Sonia Boyce, installation view of “Feeling Her Way,” with performers Errollyn Wallen, Tanita Tikaram, Poppy Ajudha, and Jacqui Dankworth, 2022.
 Photo: © British Council

Sonia Boyce

Margate, U.K.

Turner Contemporary

The U.K. debut of Sonia Boyce’s “Feeling Her Way,” which won the Golden Lion for Best National Participation at the 2022 Venice Biennale, offers a reconfigured presentation that responds to the generous spaces of Turner Contemporary. This new iteration (on view through May 8, 2023) allows the work more room to breathe, and its expansiveness is entirely appropriate to Boyce’s subject. For the core of the project, she invited singers Jacqui Dankworth, Poppy Ajudha, Sofia Jernberg, and Tanita Tikaram, with guidance from composer Errollyn Wallen, to improvise and interact with their voices. Jernberg was unable to travel and worked from Atlantis Studios in Stockholm. Dankworth, Ajudha, and Tikaram, along with Wallen, met and worked together in the famous Studio Two at Abbey Road Studios in London.
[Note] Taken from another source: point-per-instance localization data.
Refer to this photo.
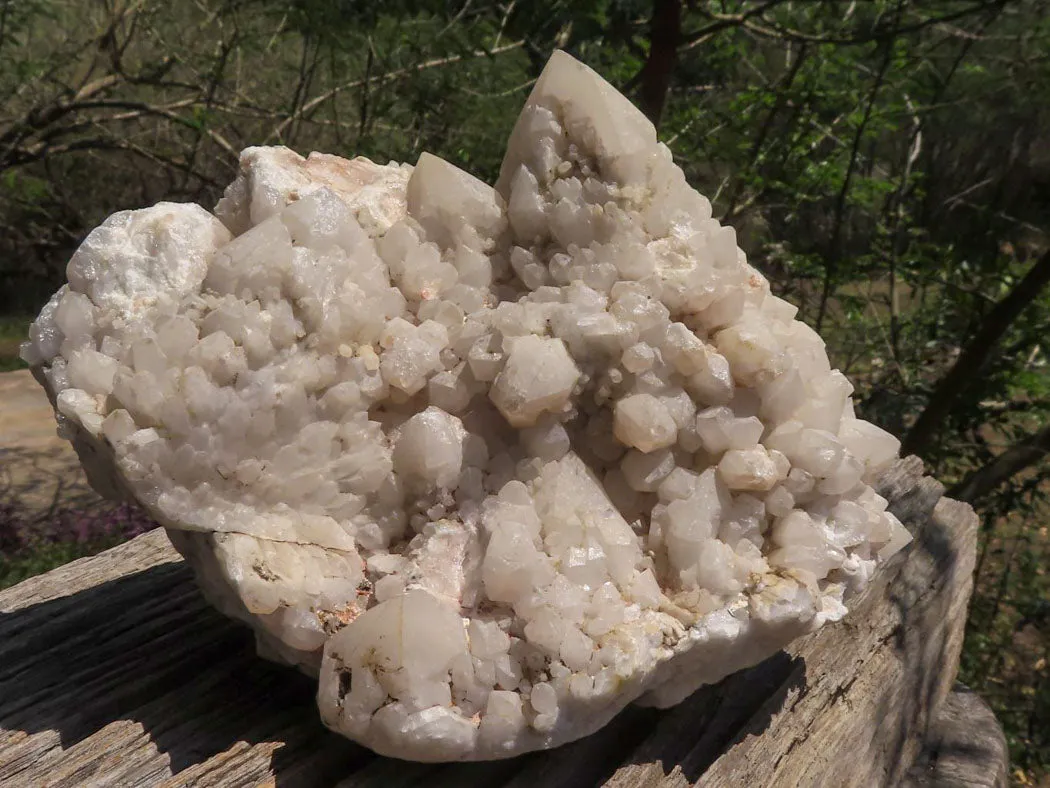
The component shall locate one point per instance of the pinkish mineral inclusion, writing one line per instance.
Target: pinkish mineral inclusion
(492, 463)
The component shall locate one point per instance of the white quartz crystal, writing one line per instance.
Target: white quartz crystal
(491, 463)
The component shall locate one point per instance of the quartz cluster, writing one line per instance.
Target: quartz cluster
(491, 462)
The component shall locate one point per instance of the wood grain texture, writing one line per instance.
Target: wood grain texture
(965, 748)
(113, 671)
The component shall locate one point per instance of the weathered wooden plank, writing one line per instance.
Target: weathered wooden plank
(113, 671)
(965, 748)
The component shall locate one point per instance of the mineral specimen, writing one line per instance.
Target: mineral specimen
(491, 462)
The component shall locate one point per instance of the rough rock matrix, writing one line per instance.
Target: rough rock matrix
(491, 462)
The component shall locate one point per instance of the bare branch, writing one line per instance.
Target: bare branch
(382, 79)
(974, 355)
(1009, 463)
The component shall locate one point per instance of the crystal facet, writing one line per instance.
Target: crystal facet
(491, 463)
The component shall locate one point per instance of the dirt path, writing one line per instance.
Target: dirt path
(38, 470)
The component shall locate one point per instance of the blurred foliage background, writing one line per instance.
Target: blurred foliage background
(886, 163)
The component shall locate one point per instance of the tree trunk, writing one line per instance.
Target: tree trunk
(665, 34)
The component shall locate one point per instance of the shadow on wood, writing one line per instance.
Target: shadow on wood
(113, 670)
(142, 667)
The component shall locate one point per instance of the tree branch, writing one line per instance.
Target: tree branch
(665, 32)
(974, 355)
(1007, 464)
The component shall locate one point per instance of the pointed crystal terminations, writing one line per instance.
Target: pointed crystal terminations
(492, 463)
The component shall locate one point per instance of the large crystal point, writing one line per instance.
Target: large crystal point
(491, 462)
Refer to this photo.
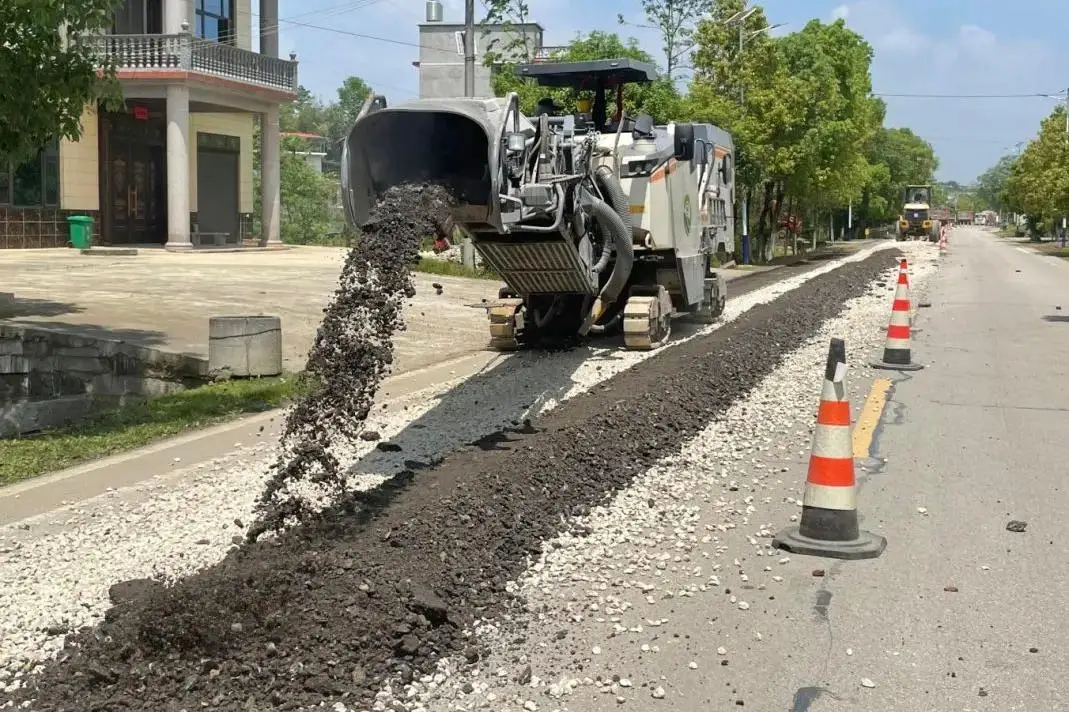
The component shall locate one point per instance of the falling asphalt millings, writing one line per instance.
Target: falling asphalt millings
(352, 353)
(384, 583)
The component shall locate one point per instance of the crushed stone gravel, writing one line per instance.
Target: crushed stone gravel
(439, 556)
(697, 526)
(56, 570)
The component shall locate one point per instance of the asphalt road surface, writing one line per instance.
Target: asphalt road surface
(958, 614)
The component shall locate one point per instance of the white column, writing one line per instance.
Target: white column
(269, 180)
(177, 167)
(174, 13)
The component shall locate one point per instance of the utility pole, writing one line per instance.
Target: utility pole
(469, 48)
(740, 19)
(745, 203)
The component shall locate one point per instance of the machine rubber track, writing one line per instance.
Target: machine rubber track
(647, 321)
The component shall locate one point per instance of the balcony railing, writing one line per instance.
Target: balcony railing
(153, 52)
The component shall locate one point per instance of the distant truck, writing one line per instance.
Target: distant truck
(916, 221)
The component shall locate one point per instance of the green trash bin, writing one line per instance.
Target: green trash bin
(81, 231)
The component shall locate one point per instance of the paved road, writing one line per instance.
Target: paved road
(958, 614)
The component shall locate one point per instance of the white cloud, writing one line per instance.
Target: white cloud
(969, 134)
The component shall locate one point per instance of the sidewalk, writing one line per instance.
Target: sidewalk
(50, 492)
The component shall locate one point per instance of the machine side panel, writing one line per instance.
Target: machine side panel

Boyce’s videos of this session reveal how the participants grew in trust and how their improvised collaborations became increasingly confident and playful, questioning authority and authorship. The first room of the exhibition features four videos of the Abbey Road session installed against tessellating collaged wallpaper, also by Boyce, while reflective, three-dimensional geometric structures, which double as seating in this room and elsewhere, immerse the audience in the work. Despite the obviously constructed nature of these forms, their brass-yellow coloration and metallic luster are true to their imagined mineral origins in pyrite, or fool’s gold—a term originating in the colonial era that has since become a ubiquitous metaphor for false values, raising questions of judgment and worth. The cold, hard surfaces of the structures heighten awareness of our bodies in relation to others, to the space, and to the performers in the videos through their fascinating reflectivity—they not only meld videos and viewers, but also act to situate each viewer as an agent in a participatory action, so that listening, witnessing, and taking notice become political acts. 

The second and third rooms screen footage of Ajudha and Tikaram respectively, while the fifth shows Dankworth and Jernberg. The fourth room, a long, corridor-like space with reflective gold wallpaper, functions like a spine or conduit to link the adjoining galleries in the exhibition. The space contains a selection of items, including photographs, 12-inch albums, seven-inch singles, CDs, and cassette tapes, that Boyce collected during a six-month period in 2021 as part of Devotional Collection. This project, which gave birth to “Feeling Her Way,” began in 1999 when Boyce invited members of the public to send her objects that they associated with and used to remember Black British female singers, and it is still growing. Boyce’s concern is that while the voices of these women play an important role in people’s lives, the memory of who they are, or were, is frequently undervalued. While looking at the collection, viewers also encounter their murky reflections in the gilded walls, implicated as the audience for these, at times, forgotten voices. 

“Feeling Her Way” is an exploration of how freeform, improvisatory collaboration might open the way for new possibilities in the future. It asks how we might feel and express ourselves when we feel liberated from the expectations of others. It’s a joyous exhibition with serious intent and infinite opportunities for viewers to reflect on their place in the world in different ways. Good things will surely come of this.

“Sonia Boyce: Feeling Her Way” tours to Leeds Art Gallery, May 25–November 5, 2023.